In her interpretation of her role as a provider, she believed that there was actually no recourse for her as a victim.  In her mind, her position as a provider denied her not only  access to the criminal justice system, but even to a reasonable expectation of safety.  There was no system in place, set by the employer, to protect her from any future occurrence.  Instead, there was a professional culture in place to protect the offender from prosecution.  Obviously, the environment of care in which she was working was compatible with violence; furthermore, her acceptance of risk for violent behavior was an expectation of employment.  But is that reasonable or even uncommon?

Before we even begin to consider our rights under the law, our beliefs should always be subjected to the smell test of reasonable expectation.  It’s time we ask ourselves, would she have adopted the above belief system if she were a waitress or a police officer?  The answer seems obvious, doesn’t it?  Then why is it okay to sexually assault a healthcare provider?  If she asked a peer or her boss, if this was an acceptable risk, perhaps they might have answered yes.  But what if she asked her mother or her husband?  What would any of their perceptions have been?  In all likelihood, they wouldn’t have been as accepting as someone who works in the healthcare field.

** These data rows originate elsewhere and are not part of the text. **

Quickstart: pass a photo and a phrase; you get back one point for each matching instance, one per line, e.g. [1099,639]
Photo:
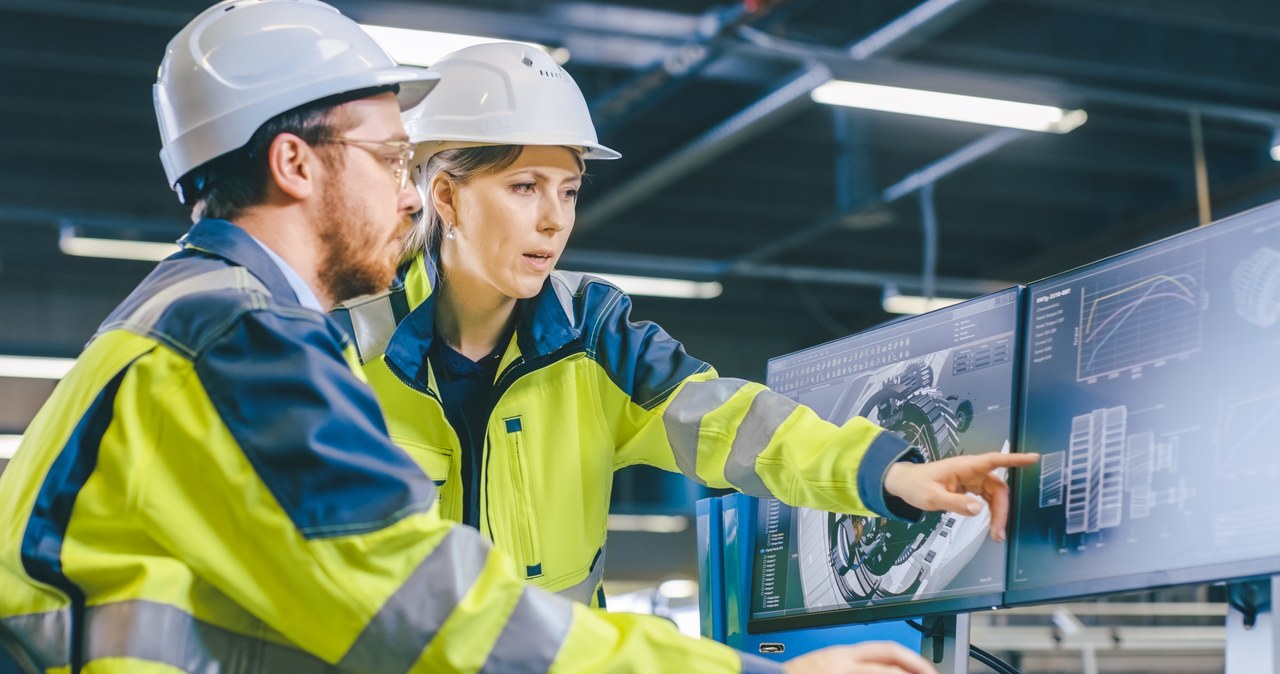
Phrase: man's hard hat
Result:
[502,94]
[242,62]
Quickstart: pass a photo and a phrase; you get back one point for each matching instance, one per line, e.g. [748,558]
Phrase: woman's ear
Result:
[291,166]
[443,193]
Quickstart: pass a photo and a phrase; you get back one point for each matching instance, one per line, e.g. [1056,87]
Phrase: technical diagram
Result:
[944,383]
[1256,287]
[878,556]
[1151,389]
[1104,467]
[1247,426]
[1130,320]
[1095,466]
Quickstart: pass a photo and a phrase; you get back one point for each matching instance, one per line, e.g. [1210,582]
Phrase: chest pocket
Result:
[525,516]
[435,462]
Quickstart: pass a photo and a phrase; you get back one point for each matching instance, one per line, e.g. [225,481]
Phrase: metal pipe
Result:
[782,102]
[919,23]
[1201,169]
[908,184]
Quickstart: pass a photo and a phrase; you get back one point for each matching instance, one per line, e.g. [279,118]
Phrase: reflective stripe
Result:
[46,636]
[168,634]
[146,316]
[397,636]
[768,411]
[531,636]
[584,591]
[373,324]
[684,418]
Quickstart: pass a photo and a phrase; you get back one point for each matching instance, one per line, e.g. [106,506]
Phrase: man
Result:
[211,487]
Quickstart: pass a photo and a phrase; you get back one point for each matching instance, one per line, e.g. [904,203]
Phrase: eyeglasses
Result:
[397,164]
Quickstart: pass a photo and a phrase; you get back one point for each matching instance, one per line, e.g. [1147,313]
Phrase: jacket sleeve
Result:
[275,486]
[672,411]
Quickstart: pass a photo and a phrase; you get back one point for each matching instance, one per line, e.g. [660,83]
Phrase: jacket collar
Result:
[543,326]
[224,239]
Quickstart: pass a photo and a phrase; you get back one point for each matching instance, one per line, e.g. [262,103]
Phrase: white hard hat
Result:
[242,62]
[502,94]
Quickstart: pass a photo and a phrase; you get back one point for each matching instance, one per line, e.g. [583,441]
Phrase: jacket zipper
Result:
[525,514]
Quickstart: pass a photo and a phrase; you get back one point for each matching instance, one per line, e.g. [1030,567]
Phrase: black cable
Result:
[976,652]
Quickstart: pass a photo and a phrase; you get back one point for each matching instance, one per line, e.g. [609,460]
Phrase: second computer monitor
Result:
[945,381]
[1152,394]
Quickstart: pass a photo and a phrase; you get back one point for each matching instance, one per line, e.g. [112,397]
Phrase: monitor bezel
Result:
[1130,582]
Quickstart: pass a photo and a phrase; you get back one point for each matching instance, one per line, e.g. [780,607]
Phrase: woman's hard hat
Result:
[502,94]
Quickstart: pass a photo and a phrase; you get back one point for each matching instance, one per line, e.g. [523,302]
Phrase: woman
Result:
[521,389]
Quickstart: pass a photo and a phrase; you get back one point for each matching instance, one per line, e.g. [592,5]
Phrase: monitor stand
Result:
[946,642]
[1252,631]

This scenario and many like it also begs the question, what if her attacker had just been a visitor or a relative of her patient?  What if he had been a fellow employee or just some courier delivering a package to the clinic?  The relationship between patient and provider is special, but is culpability for violent behavior really just a matter of context?  Do any solid lines exist that no one may cross in the patient-provider relationship?  That blurry line is at the heart of the problem of violence in healthcare.  Providers cannot begin to protect themselves from violence in their profession, if they cannot first agree that they are entitled to their own personal safety and basic human dignity.